Creepy Things

by Karen J Mossman

I’m not a fan of horror or paranormal. I get spooked easily and have a very active imagination. As a teenager I would be plagued by nightmares for weeks. As I grew up I knew to stay away from anything that would frighten me. Recently, I watched Gogglebox, a TV programme that features people watching television. It’s their reactions and discussions about the what they are watching that make it interesting and funny. It showed them watching The Haunting of Hill House. I found it terrifying and I only saw bits of it!

There are lots of scary horror books on the market, and plenty of people who love a good horror film. Why would a perfectly sensible and normal human being enjoy being scared? If that’s you, perhaps you could comment below and tell me why you like it and why it doesn’t give you nightmares as it does me.

I once wrote a story called Embers of Webster Street and it was about a girl dealing with her mum who suffers from dementia. It’s heart-breaking seeing someone you love forgetting things, and not even recognising her family.

My Nana showed signs of it for years before we recognised what it was. We thought she was just a bit batty. Because Nana was always a little eccentric, she was forever the joker, keeping us entertained with her silly antics. I remember the turning point when we finally knew something had changed. She was getting out of the car one day, and struggled, stumbling a little. We laughed, as we normally did, and instead of making a joke about it, she asked if we were laughing at her.

My Auntie Mavis took her in when she could no longer care for herself. She looked after her for years and it became more and more difficult. Being a carer is very much in the media spotlight, but back in the eighties we didn’t understand what it really meant and all that Mavis did. Occasionally stories came back through mum after her phone calls to her sister. Nana had blurted out swear words or refused to get dressed.  It was a very difficult time. Eventually Mavis had no choice but to let her go into hospital and by this time Nana had stopped talking altogether.

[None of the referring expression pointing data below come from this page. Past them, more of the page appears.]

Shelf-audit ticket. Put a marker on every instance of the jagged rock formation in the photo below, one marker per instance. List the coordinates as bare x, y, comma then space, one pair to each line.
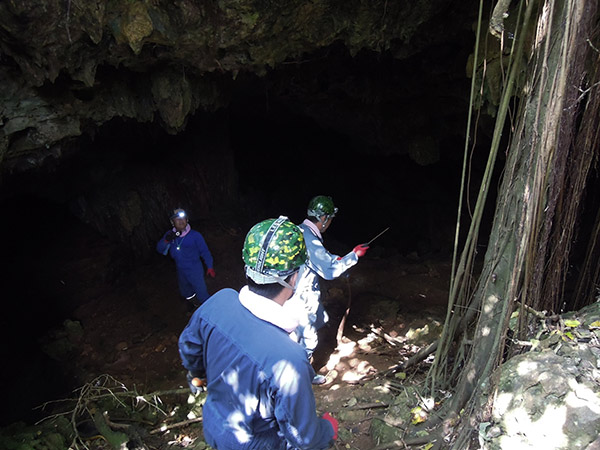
70, 66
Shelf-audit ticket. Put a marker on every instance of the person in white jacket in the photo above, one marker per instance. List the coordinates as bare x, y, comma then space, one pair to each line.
320, 264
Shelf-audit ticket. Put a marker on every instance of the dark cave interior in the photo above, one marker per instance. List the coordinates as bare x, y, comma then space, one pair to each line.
280, 156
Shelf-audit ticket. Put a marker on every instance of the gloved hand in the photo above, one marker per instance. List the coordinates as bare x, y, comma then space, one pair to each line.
333, 422
196, 383
360, 250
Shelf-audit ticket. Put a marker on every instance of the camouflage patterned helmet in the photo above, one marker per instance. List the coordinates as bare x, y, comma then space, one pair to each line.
321, 205
273, 250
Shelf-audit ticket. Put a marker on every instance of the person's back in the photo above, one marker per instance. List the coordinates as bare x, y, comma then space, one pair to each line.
258, 380
320, 264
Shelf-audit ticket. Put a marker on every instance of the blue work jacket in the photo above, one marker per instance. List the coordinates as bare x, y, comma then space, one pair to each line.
259, 391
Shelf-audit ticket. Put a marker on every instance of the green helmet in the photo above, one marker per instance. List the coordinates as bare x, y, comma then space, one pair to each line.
321, 205
273, 250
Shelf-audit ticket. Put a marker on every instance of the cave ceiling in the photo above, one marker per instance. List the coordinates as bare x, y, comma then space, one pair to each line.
70, 66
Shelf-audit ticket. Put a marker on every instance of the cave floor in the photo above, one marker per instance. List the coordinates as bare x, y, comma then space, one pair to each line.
397, 305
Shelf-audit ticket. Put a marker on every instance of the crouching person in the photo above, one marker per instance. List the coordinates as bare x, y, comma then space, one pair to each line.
258, 380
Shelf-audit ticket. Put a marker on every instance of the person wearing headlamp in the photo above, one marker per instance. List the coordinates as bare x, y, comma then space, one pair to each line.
238, 345
320, 264
188, 249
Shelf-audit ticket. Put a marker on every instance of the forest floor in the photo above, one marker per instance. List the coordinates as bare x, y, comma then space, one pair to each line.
128, 330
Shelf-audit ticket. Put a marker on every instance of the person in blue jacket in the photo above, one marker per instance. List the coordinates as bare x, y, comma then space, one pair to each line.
257, 378
189, 250
320, 264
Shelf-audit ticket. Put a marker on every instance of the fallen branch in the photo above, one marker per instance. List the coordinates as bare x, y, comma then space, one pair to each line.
175, 425
413, 360
367, 406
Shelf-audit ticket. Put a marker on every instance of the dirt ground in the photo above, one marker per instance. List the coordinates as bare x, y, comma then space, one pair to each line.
131, 326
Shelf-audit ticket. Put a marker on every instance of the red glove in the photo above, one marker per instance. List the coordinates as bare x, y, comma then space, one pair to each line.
333, 423
360, 250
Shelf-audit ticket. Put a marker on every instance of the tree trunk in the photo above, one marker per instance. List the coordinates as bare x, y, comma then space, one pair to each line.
518, 259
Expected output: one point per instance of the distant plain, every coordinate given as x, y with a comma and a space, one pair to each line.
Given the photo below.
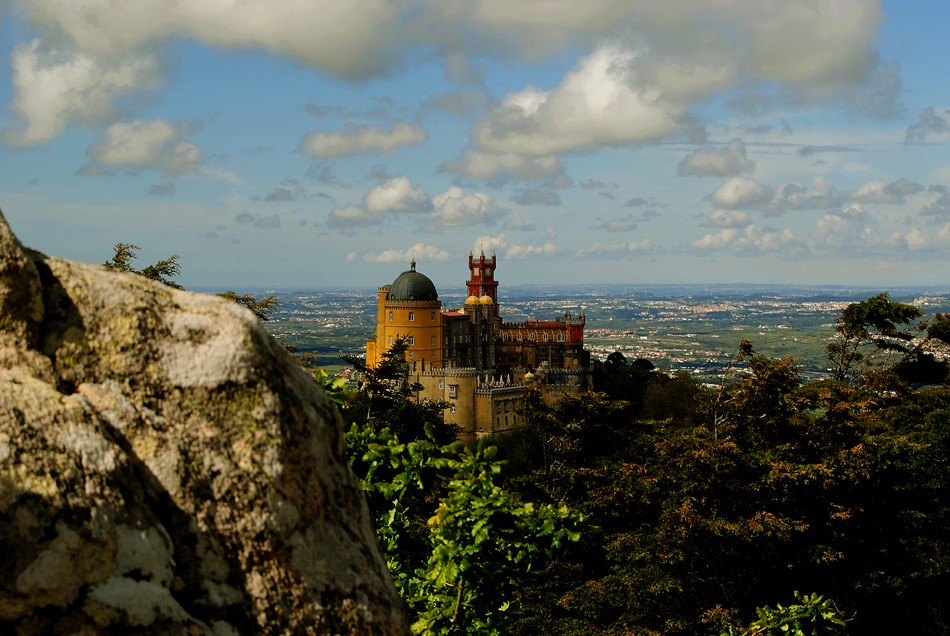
684, 327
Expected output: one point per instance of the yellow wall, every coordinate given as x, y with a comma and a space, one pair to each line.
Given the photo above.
419, 320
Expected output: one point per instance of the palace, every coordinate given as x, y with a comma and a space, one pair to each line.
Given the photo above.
472, 360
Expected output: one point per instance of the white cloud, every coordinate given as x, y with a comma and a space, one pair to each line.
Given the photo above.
741, 192
746, 241
56, 87
516, 252
455, 208
843, 230
895, 192
396, 194
710, 161
352, 216
618, 249
418, 252
597, 104
349, 39
354, 140
663, 59
147, 144
728, 219
744, 193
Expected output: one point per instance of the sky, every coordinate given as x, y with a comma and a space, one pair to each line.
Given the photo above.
320, 144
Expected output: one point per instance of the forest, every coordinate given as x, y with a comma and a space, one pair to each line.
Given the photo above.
657, 505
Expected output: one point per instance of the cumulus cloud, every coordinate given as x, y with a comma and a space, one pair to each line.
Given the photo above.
710, 161
352, 216
355, 140
618, 249
487, 166
749, 240
536, 196
663, 59
939, 208
845, 229
518, 252
396, 194
418, 252
350, 39
744, 193
597, 104
455, 208
271, 222
55, 87
741, 192
153, 144
520, 224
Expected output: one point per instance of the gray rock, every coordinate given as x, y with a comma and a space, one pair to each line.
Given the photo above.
167, 468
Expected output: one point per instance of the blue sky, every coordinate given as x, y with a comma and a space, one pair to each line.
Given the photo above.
313, 144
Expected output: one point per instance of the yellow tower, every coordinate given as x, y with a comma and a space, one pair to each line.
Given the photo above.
409, 308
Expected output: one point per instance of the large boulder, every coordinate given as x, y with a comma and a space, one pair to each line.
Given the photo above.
166, 468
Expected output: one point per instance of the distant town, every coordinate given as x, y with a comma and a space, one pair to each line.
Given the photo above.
691, 328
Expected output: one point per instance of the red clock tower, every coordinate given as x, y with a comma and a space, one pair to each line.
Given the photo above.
481, 280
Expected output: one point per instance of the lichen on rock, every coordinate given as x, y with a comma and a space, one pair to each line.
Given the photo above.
167, 468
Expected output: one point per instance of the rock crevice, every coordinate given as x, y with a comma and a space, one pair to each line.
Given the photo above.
167, 468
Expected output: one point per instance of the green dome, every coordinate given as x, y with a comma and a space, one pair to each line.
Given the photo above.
411, 285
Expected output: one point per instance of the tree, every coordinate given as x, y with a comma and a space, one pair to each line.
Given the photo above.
459, 547
166, 269
260, 308
812, 615
163, 271
880, 337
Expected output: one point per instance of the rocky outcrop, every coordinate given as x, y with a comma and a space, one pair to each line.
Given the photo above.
166, 468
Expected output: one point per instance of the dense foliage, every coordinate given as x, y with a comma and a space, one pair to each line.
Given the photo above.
169, 268
735, 497
699, 510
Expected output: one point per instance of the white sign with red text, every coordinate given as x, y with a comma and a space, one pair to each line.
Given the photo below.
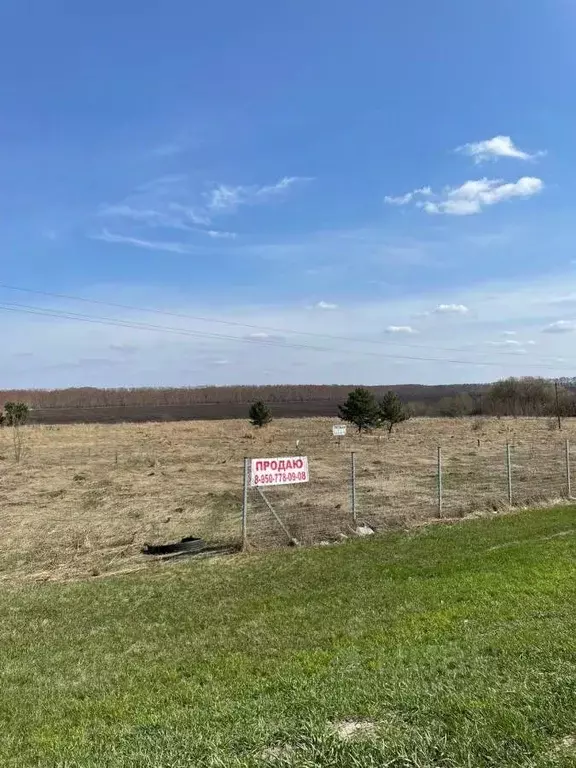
284, 470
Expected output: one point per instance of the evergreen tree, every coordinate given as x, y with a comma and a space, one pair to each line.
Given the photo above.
392, 410
260, 414
360, 409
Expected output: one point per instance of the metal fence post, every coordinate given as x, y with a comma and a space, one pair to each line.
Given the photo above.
353, 488
509, 472
439, 482
245, 502
568, 475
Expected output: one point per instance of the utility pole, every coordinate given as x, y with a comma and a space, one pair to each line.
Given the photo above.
557, 405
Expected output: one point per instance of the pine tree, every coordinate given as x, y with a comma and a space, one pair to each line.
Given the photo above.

My sister and I went to visit. She was no longer the person we knew. She was just a shell with nothing inside. She had no idea who we were, and I don’t think she even knew where she was. It was the strangest thing because although she looked like Nana, the same face and the Nana who was funny and who never stopped talking, this person stared with blank eyes. It was heart-breaking, it really was.

In the Embers of Webster Street, dementia was the main topic.  Only something happened as I was writing, my pen took on a life of its own. It was supposed to tell the story of Jen, who felt tremendous guilt at having to put her mum in a home. Instead it introduced the ghosts of all the people who had lived in the family home before they did. It brought in a twin sister with problems of her own.  Their mum could never accept that Jen saw things and it was the undoing of her.

This turned out to be the first of paranormal stories I suddenly found I loved to write

Screen Shot 2019-07-15 at 16.02.59

It is one of the stories featured in The Magic of Stories, a collection of short stories, articles, poetry, flash fiction, and shorts.

I found my pen wandered in all sorts of directions as I wrote this book. It turned into an eclectic collection of different genres.

Like Embers of Webster Street, many of the stories were taken from real life situations.

Happy reading!

One of the other stories in the book is They Came For Him. This was based on my Dad once telling me to keep away from Ouija boards.